Physicist Sean Carroll started this. My favorite seven equations have an engineering bent, which probably seems trite to mathematicians and scientists.

$$ \begin{equation} \label{eq:ln}
\ln(a)=\int_1^a \frac{1}{x}\,dx
\end{equation} $$

$$ \begin{equation} \label{eq:fourier}
\hat{f}(\xi) = \int_{-\infty}^{+\infty} f(x)\ e^{- 2\pi i x \xi}\,dx
\end{equation} $$

$$ \begin{equation} \label{eq:maxwell}
d * F = J
\end{equation} $$

$$ \begin{equation}
dS \ge \frac{\partial Q}{T}
\end{equation} $$

$$ \begin{equation}
\label{eq:euler-lagrange}
\frac{\partial L}{\partial f} = \frac{d}{dx}\frac{\partial L}{\partial f^\prime}
\end{equation} $$

$$ \begin{equation} \label{eq:navier-stokes}
\frac{\partial \mathbf{u}}{\partial t} + \mathbf{u} \cdot \nabla \mathbf{u}= -\frac 1 \rho \nabla \bar{p} + \nu \nabla^2 \mathbf u + \tfrac13 \, \nu \nabla (\nabla\cdot\mathbf{u}) + \mathbf{g}
\end{equation} $$

$$ \begin{equation} \label{eq:quaternion}
i^2 = j^2 = k^2 = ijk = -1
\end{equation} $$

- Natural Log: An undergrad math professor said we first define \(ln(a)\). What follows is \(e\), which enables everywhere \(e\) shows up, such as…
- Fourier transform: The foundation of signal processing, state-space controls, compression, etc.
- Let there be light, and radios, and X-rays, and electricity.
- Second Law: Helps explain how thermodynamic devices work — from refrigerators to jet engines. Entropy might also be responsible for the arrow of time and gravity.
- Euler–Lagrange equation: Necessary but insufficient in the Calculus of Variations, which is used in trajectory optimization and Finite Element Analysis. Testing was once the main way to verify that things work.
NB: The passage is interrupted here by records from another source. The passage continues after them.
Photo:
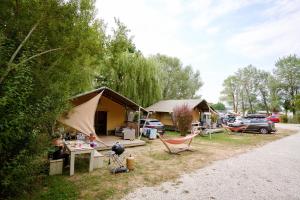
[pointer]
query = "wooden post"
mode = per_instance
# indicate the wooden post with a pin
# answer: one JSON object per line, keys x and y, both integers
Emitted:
{"x": 139, "y": 118}
{"x": 72, "y": 163}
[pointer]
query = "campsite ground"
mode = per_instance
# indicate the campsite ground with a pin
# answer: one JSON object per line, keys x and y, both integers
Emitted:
{"x": 153, "y": 166}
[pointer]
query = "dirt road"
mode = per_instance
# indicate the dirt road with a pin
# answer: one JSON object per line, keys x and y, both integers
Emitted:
{"x": 268, "y": 172}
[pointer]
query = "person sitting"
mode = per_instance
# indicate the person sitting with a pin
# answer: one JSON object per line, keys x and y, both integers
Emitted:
{"x": 60, "y": 154}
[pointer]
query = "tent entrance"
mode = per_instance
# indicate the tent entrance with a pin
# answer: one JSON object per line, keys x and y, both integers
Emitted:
{"x": 101, "y": 123}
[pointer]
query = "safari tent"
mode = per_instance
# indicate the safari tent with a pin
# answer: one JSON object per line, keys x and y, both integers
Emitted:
{"x": 163, "y": 110}
{"x": 100, "y": 111}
Now tests anchor models and models verify designs.
- Navier-Stokes Equations: We are surrounded by air, a compressible, viscous fluid.
- Quaternions: Not as fundamentally useful as 1 – 6, given the multitude of ways to represent an attitude or rotation, but they have a beauty and a special place in the history of satellite attitude determination and controls.